Винсент уже в пятый раз перечитывал один и тот же абзац, когда дверь в его кабинет с шумом распахнулась. Подняв голову, он увидел своего сына, входящего в его кабинет.
– Ты превращаешь эту ночь в настоящий ад, Кармин.
– У меня есть то, что сделает ее лучше, или же вконец испортит тебе жизнь.
Бросив записную книжку на стопку бумаг, Кармин случайно выбил ручку из рук своего отца.

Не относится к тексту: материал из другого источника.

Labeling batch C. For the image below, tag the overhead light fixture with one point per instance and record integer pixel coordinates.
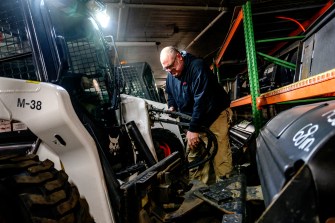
(137, 43)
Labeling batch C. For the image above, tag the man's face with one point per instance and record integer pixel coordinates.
(173, 64)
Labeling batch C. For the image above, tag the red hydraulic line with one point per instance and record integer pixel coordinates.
(306, 24)
(293, 20)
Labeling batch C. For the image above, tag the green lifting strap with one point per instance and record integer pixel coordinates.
(252, 64)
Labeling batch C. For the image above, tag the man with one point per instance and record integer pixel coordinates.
(192, 89)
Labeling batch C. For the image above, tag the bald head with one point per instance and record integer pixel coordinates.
(171, 60)
(168, 51)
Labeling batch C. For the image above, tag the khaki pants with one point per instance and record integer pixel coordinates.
(222, 162)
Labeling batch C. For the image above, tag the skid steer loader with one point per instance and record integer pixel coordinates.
(73, 148)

Посмотрев на книжку, Винсент вздохнул.
– И что это?
– Не узнаешь мамин дневник?
Винсент замер.
– Он был у девушки?
– Да. Я не знаю, что именно в нем написано и сколько всего Хейвен успела прочитать, но она знает правду. Она нашла дневник в библиотеке.
Облокотившись на спинку своего кресла, Винсент ошеломленно смотрел на дневник.
– Я предполагал, что твоя мать вела дневник, но я думал, что он хранится вместе с остальными ее вещами. Мне и в голову не приходило, что он мог находиться среди книг.
– Но именно там он и хранился. Именно по этой причине я и поехал за ней на озеро. Если ты хочешь на меня поорать, то приступай, но я не жалею о своем решении.
Винсент промолчал. Он не мог подобрать нужных слов.
После того, как Кармин ушел, Винсент провел рукой по потрепанной обложке. Поддавшись любопытству, он открыл дневник своей жены, и пролистал его до последней страницы. Смотря на знакомый почерк, он чувствовал себя так, словно кто-то вонзил руку ему в грудь и крепко сжал в ладони его сердце.
Просматривая одну из записей, он заметил хорошо знакомую ему дату. 12 октября 1997 года. Маура сделала эту запись в день своей смерти.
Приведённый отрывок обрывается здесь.